Un projet identique à celui-ci avait déjà vu le jour en 2004, où des chercheurs japonais avaient collecté des ovules immatures (ovocytes) contenant des chromosomes ayant peu d’empreintes génomiques (en raison d’une mutation sur un gène impliqué dans leur formation), donnant à ces ovules des caractéristiques génétiques proches des spermatozoïdes. Ils avaient ensuite fécondé ces derniers avec des ovules normaux. Une souris a fini par naître, mais elle présentait de nombreux « défauts », et les techniques employées à l’époque étaient peu pratiques.
Aujourd’hui, les progrès effectués dans le domaine de l’édition génétique permettent de modifier, directement dans les cellules souches embryonnaires, les régions de l’ADN avec des empreintes.
« Nous avons découvert dans le cadre de cette étude que les cellules souches embryonnaires haploïdes ressemblaient davantage aux cellules germinales primordiales (les précurseurs des ovules et du sperme) » déclare Baoyang Hu, co-auteur de la recherche.
Les scientifiques ont supprimé trois régions spécifiques des chromosomes maternels avec des empreintes. Le génome modifié a été implanté dans des ovocytes provenant d’autres femelles pour obtenir un embryon diploïde, qui a finalement été transplanté dans l’utérus d’une souris porteuse.
Malgré les améliorations effectuées sur le protocole, comparé au projet des japonais en 2004, le procédé est loin d’être parfait. Seulement 29 souris des 210 embryons sont nées, mais cette fois-ci, elles ont pu grandir sans anomalies, et une fois arrivées à maturité, elles ont même donné naissance à des petits.
Les chercheurs ont ensuite tenté la même expérience, mais en injectant des cellules souches embryonnaires mâles (avec cette fois sept empreintes génomiques supprimées) dans des ovules où tous les chromosomes maternels avaient été retirés. Ces derniers ont finalement été fécondés avec des spermatozoïdes non modifiés, et les embryons obtenus ont été implantés dans des mères porteuses.
Le résultat fut beaucoup moins satisfaisant : seulement 12 souriceaux sont nés, et ils n’ont pas vécu plus de 48 heures.
« Si la recherche est reproductible et fonctionne également chez l’Homme, il faudra encore démontrer qu’elle est sans danger » explique Bob Williamson, président du conseil d’administration de Stem Cells Australia, mais qui n’était pas impliqué dans la recherche. « Les expériences sont toutefois importantes, car elles peuvent mettre en lumière certaines causes de handicaps graves chez les enfants ».

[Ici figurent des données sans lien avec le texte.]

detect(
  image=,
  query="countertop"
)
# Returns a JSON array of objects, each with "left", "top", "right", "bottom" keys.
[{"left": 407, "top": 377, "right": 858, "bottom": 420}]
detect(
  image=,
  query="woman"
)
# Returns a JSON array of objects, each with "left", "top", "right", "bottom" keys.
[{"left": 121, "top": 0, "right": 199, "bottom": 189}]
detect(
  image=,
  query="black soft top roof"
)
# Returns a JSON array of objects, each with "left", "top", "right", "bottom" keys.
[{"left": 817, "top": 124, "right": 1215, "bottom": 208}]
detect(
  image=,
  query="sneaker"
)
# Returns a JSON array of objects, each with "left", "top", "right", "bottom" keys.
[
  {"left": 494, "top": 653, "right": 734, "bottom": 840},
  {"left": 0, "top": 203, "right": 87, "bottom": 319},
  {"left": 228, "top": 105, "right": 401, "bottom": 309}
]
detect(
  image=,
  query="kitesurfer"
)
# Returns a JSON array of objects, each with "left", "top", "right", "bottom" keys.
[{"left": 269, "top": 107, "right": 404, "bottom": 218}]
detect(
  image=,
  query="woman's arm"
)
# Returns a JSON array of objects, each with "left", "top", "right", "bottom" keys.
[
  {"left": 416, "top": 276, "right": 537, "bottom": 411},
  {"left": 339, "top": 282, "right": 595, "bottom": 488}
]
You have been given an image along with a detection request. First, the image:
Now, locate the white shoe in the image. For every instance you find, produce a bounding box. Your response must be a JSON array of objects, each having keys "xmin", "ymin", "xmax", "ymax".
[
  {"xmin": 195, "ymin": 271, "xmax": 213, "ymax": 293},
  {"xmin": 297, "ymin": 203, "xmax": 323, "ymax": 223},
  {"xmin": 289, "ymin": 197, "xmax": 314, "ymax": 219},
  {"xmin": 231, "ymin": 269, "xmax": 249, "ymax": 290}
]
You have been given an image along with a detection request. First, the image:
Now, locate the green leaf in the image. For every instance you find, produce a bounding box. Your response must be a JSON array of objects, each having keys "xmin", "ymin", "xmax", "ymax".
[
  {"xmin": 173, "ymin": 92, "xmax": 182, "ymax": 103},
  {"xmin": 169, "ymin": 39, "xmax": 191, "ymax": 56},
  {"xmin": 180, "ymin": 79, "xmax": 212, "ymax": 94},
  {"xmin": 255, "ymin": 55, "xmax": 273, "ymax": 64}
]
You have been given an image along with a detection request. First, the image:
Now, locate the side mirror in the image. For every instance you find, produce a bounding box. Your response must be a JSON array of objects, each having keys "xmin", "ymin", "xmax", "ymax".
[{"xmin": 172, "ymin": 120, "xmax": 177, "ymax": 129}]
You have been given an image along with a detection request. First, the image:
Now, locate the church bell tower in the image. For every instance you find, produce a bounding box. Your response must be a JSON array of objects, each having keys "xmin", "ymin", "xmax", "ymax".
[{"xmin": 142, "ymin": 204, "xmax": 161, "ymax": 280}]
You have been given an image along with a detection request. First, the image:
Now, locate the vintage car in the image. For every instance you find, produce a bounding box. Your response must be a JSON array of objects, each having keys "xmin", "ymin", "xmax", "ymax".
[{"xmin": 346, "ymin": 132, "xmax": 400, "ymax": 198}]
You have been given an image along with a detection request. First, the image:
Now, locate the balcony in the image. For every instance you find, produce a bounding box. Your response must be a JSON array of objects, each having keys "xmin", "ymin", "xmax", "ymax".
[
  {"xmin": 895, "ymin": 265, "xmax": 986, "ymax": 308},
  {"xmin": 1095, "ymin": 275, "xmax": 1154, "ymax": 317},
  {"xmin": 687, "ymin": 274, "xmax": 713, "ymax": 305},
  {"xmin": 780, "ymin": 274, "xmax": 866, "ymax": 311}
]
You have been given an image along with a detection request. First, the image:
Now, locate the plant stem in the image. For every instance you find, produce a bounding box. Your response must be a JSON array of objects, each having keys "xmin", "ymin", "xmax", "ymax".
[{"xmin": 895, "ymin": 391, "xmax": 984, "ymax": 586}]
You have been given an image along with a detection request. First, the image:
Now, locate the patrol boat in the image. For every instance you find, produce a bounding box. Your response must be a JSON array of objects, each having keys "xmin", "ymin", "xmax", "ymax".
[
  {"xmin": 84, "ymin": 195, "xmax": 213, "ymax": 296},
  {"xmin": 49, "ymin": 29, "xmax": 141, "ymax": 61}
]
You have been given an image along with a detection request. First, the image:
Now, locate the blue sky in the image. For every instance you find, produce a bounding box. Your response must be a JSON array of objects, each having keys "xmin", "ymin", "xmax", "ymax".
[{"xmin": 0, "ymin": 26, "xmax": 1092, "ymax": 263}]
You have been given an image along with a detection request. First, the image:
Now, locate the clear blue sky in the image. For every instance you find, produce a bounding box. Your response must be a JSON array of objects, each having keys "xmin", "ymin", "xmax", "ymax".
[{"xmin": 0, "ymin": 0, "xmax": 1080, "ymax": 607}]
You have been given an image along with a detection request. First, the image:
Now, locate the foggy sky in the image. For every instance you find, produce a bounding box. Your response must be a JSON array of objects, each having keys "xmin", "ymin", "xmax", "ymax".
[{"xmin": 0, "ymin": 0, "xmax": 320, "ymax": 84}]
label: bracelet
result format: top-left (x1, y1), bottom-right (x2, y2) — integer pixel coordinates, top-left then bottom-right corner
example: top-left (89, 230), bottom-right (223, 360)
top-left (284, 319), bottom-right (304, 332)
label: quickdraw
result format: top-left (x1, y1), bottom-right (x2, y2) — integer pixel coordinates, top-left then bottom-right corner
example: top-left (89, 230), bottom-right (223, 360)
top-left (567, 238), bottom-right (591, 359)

Bien qu’il y ait encore de nombreux inconvénients à corriger, le groupe reste très optimiste et espère réussir un jour l’expérience avec deux cellules d’origine paternelle, malgré les résultats décevants de cette partie du projet.
« Nous avons vu que les défauts chez les souris bimaternelles peuvent être éliminés et que les barrières de reproduction bipaternelles chez les mammifères peuvent également être franchies par modification de l’empreinte », déclare le co-autheur Wei Li.